Mientras las todopoderosas multinacionales que usufructúan el negocio capitalista compiten, por imponer sus productos,  nosotros,  idiotas útiles, rivalizamos, individualmente, por quien tenga el último insumo salido al mercado: llámese automóvil, televisor, equipo de sonido, computador, celular, etc.; interminable lista en  que a falta de una genuina  identidad personal pretendemos disfrazarla  ostentando la mejor vestimenta, la  de marca;  o el novísimo perfume que las cortesanas del celuloide y la farándula  han ideado ahora para la explotación de la mujer por la mujer y,  porque no, también del hombre por el hombre. Incautos la novelería nos hipnotiza. La frivolidad nos atropella.

Consiente y reflexivo uno cuando se da cuenta que el paso del tiempo lo señala la ausencia de los seres queridos que ya no están. De padres en el más allá y hermanos distantes; de los hijos amados que volaron bien lejos, de apreciados amigos que buscas y no encuentras, de los inolvidables compañeros que, uno a uno, han ido desapareciendo. Ya ni vecinos quedan cuando el viejo barrio se convirtió en una urdimbre de elevados edificios con piscina. Las vetustas casonas, que aún quedan, semejan una cerrada prisión por la humillante reja que las envuelve.

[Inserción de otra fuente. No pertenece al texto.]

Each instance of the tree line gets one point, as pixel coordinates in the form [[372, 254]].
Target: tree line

Realista uno cuando el correr del tiempo te hace caer en cuenta que ya no eres el mismo de antes. Que la Juventud “divino tesoro” es asunto del pasado. El vigor físico que en otrora ostentabas se ha trastocado en una portentosa sabiduría a mostrar, la que da los años; para sobrellevar, airoso, el tercio final, que te queda, de existencia.

La realidad, a estas alturas de la vida, me señala que estoy en tiempo futuro.  Los ciclos personales y profesionales, que el destino tenía deparado, han llegado a feliz término. Los sueños del ayer han tenido, a Dios gracias, cumplimiento cabal.  

Entiendo bien que el futuro se concreta en la esperanza. En la esperanza de poder ver la mayor cantidad de amaneceres posibles. Con la mirada puesta en ver caer, también, tornasolados atardeceres, tranquilo y dichoso.

Todo esto he llegado a pensar, tras cálido y afectuoso plebiscito de felicitación recibido con motivo de mi cumpleaños, el pasado primero de julio, a través de las redes sociales, milagro, este sí, de la tecnología cibernética. Virtualmente, por lo menos, he satisfecho la necesidad del encuentro con personas que me son queridas, cualquiera sea la circunstancia, que nos distancia, que no permite vernos y darnos un cálido, fraternal, abrazo

Lo he experimentado, no como simple manifestación coyuntural de felicitación.  He sentido, complacido, en lo profundo de mi corazón y en toda mi alma la presencia grata de tantos seres humanos admirables que me han hecho sentir con mensajes generosos, plenos de cariño y aprecio, que no estoy solo.

 Que valió la pena haber cumplido un año más.

Que tengo motivos suficientes para seguir estando presente, ahí, al pie del cañón, no obstante, la soledad, el silencio, las ausencias, dolencias y naturales sinsabores que acosan por las calendas octogenarias, de la cuarta edad.